In a second aspect, the present disclosure provides a system of predicting infectious disease infections, including an increment module, an input module, a graph engine, and an interaction module.
The increment module is configured for controlling the input module to obtain new incremental data in the current cycle in response to a preset instruction, and the new incremental data includes regional disease information of at least one region in the current cycle.
The graph engine is configured for iteratively training a first graph model based on the new incremental data until the first graph model meets a convergence condition, so as to obtain a second graph model. The first graph model is obtained by training based on historical data obtained in a previous cycle, each region acts as a node in the first graph model, each node feature is obtained based on the regional disease information, nodes are connected to each other to form edges according to a geographic location relationship among regions, and each edge is assigned an edge weight according to regional population information.
The interaction module is configured for inputting data to be predicted to the second graph model to obtain a prediction result in response to a user instruction. The prediction result includes the number of infected persons with infectious diseases in a target region at a future time.
In some embodiments, the input module includes a crawler interface and a document interface. The crawler interface is configured for crawling regional disease information of the regions on the Internet. The document interface is configured for obtaining regional population information of the regions.
In some embodiments, the system of predicting infectious disease infections further includes a graph construction module, a graph database, or a display module.
The graph construction module is configured for generating graph data based on data obtained by the input module, and the graph data includes the node feature and the edge weight. The graph database is configured for storing the graph data.

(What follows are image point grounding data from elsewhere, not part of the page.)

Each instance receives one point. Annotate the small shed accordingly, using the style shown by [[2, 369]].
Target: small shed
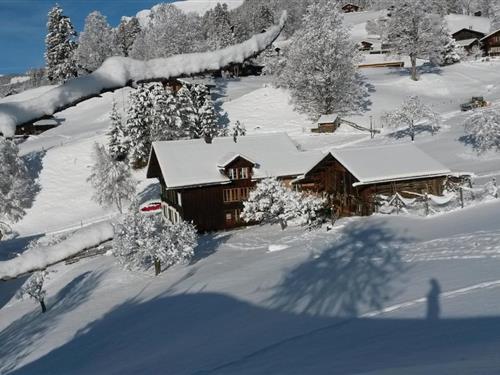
[[327, 124], [350, 8]]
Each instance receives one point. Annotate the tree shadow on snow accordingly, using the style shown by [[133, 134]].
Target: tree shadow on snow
[[352, 274], [34, 164], [17, 339], [217, 334], [419, 129]]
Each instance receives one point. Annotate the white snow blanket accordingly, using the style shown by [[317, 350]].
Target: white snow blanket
[[117, 72], [44, 256]]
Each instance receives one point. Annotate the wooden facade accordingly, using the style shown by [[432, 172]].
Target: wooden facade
[[491, 44], [465, 34], [331, 178]]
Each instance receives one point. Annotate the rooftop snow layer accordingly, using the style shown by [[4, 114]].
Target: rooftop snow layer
[[388, 163], [194, 162]]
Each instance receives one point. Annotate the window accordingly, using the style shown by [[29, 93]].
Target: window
[[238, 173], [236, 194]]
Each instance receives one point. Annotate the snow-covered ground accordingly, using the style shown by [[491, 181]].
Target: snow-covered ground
[[353, 299]]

The display module is configured for receiving and displaying the prediction result.
In some embodiments, the user instruction to which the interaction module in response includes at least one of a control instruction for a startup time of the increment module, a hyperparameter setting instruction for the first graph model or the second graph model, and a scaling instruction for the display module.
In a third aspect, the present disclosure provides a computer device, including a processor and a memory that stores a computer program running on the processor. The computer program is executed by the processor to implement the steps of any one of the methods of predicting infectious disease infections in the first aspect.

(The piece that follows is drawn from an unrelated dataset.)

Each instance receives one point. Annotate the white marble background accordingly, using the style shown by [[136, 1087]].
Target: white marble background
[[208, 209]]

In a fourth aspect, the present disclosure provides a storage medium having stored a computer program. The computer program is executed by a processor to implement the steps of any one of the methods of predicting infectious disease infections in the first aspect.
The details of one or more embodiments of the present disclosure are set forth in the accompanying drawings and the specification below. Other features, objects and advantages of the present disclosure will become apparent from the specification, drawings and claims.
In order to illustrate the embodiments of the present disclosure more clearly, the drawings used in the embodiments will be described briefly. Apparently, the following described drawings are merely for the embodiments of the present disclosure, and other drawings can be derived by one skilled in the art without any creative effort.
To make purposes, technical solutions and advantages of the present disclosure clearer, the present disclosure is described and explained below with reference to the accompanying drawings and embodiments of the present disclosure. It should be understood that the specific embodiments described herein are only used to interpret the present disclosure and are not intended to limit the present disclosure. Based on the embodiments provided in the present disclosure, all other embodiments obtained by one skilled in the art without performing creative labor fall within the scope of the present disclosure.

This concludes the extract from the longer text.